Claim No: IP-2023-000054 - [2025] EWHC 563 (IPEC)
Intellectual Property Enterprise Court

Claim No: IP-2023-000054 - [2025] EWHC 563 (IPEC)

Fecha: 14-Mar-2025

Woolston

Woolston

79.

This is an installation at Woolston station footbridge. It comprises an illuminated handrail (white in the photograph below) and a sloped wedge above it (green in the photograph below) which the experts agree is angled at approximately 45 degrees. It is agreed that the illuminated handrail is a lighting support for the purposes of integer 1(a). The Defendant’s case is that Claim 1 of ‘509 and Claim 1 of ‘566 are not novel over Woolston, although it accepts that Claims 5, 6 and 8 are novel over Woolston.

80.

The only integers of Claim 1 of ‘509 identified by the Claimant as missing from Woolston are 1(d) and 1(e). In relation to 1(d) it submits that the green wedge is not “a roof located on top of the support in normal use”. Given my construction of this integer, I am with the Claimant, as in my judgment the green wedge is not part of the lighting support (indeed, Mr Keay accepted in cross-examination that the green wedge and the handrail were different items supplied by different contractors) and it is not on top of it. Since it does not fulfil integer 1(d), it cannot fulfil integer 1(e) “wherein the roof is configured to inhibit the support from acting as a foothold” as this relies on 1(d). In addition, the Claimant submits that the green wedge is not configured to inhibit the illuminated handrail (being the lighting support) from acting as a foothold, as it does not extend the full length of the handrail. I also accept this point. It can be seen that the end of the handrail is accessible and could be used as a foothold, as Mr Keay accepted in cross-examination.
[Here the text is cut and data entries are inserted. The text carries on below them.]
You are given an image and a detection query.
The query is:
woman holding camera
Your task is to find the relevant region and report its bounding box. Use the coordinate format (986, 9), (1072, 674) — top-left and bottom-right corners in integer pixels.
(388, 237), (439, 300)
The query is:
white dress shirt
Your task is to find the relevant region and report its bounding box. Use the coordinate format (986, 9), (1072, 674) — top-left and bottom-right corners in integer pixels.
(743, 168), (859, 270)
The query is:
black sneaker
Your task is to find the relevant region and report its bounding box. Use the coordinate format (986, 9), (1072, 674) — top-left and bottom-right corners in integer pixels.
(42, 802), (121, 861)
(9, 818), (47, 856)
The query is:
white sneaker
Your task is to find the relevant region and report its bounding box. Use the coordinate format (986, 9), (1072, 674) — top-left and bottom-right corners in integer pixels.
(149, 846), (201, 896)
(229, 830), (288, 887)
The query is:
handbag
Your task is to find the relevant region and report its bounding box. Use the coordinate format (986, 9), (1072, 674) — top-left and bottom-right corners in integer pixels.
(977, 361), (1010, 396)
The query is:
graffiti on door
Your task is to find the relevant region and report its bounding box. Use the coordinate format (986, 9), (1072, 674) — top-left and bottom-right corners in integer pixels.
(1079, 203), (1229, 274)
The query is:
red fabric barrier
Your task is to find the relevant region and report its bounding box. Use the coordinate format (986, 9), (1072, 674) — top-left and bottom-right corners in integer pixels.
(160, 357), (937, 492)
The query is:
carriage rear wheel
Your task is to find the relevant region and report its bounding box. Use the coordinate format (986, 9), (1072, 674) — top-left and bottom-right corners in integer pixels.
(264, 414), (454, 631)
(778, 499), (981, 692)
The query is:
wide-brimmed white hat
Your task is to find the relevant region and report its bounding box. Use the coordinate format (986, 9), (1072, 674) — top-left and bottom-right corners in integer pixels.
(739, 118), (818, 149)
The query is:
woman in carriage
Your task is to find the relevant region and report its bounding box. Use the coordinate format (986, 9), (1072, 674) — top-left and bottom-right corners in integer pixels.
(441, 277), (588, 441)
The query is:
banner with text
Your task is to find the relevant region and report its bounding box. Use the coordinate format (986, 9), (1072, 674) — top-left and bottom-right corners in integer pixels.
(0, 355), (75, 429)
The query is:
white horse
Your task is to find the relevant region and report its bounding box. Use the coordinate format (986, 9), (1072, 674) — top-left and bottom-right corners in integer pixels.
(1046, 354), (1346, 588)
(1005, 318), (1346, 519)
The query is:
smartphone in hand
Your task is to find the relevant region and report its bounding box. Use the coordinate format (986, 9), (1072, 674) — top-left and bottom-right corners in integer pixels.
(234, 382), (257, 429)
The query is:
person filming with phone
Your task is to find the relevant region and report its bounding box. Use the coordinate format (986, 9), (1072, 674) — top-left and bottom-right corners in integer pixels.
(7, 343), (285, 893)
The fact that it has been installed at a height which he thought was too high for a foothold to be obtained is, as the Claimant submits, nothing to do with whether the roof is configured to inhibit the support from acting as a foothold. In my judgment, it is not.

81.

These findings also hold for the identical but differently-numbered integers 1(f) and 1 (g) of ‘566. Accordingly I am satisfied that Claim 1 of each of ‘509 and ‘566 are novel over Woolston.

82.

The Claimant further identifies integer 1(d) of ‘566 as missing from Woolston - “a means for supporting at least one cable or pipe along an axis of elongation of the support”. Although it is not strictly necessary for me to deal with this, I will do so. The Claimant relies on Mr Fisher’s opinion that the illuminated handrail is not a means for supporting at least one cable or pipe. The Defendant submits that it is, relying on Mr Keay’s report. Mr Keay’s opinion on this point has been reached in a way which I am satisfied does show the hand of the Defendant’s solicitors Penningtons as being too firmly on the tiller, as Mr de Froment for the Claimant submits. Mr Keay’s reasoning is as follows:

i)

Penningtons explained to Mr Keay the Claimant’s interpretation of this element of Claim 1 of ‘566, namely that the lighting module in the handrail will necessarily require an electrical connection, that will be delivered by cables, those cables will pass through a portion of the bracket, and the lower curved portion of the bracket will act as a means of support of those cables;

ii)

Penningtons then gave Mr Keay photographs of the Defendant’s Alinea Anti-Climb rail (which the Claimant has alleged, and the Defendant accepts subject to validity, infringes the ‘566 Patent) from which Mr Keay infers, because he says there is no other feature or element which can be said to be supporting a cable, that the floor of the product is the means for supporting at least one cable or pipe along an axis of elongation of the support;

iii)

Penningtons then asked Mr Keay “to adopt the Claimant’s interpretation of this feature” of Claim 1 of ‘566, i.e. that it is present when a lighting support simply has a floor, when considering the prior art;

iv)

That has led him to opine that because the illuminated handrail has a floor, this is a means for supporting at least one cable or pipe along an axis of elongation of the support.

83.

When Mr de Froment put it to Mr Keay in cross-examination that the Woolston handrail was not a means for supporting a cable or a pipe he simply answered, “I don’t know”. In my judgment, that goes to show that the opinion in his report was not one which he had arrived at independently, but one to which he had been led by Penningtons. I accept Mr Fisher’s evidence on this point and am satisfied that integer is not made out in Woolston.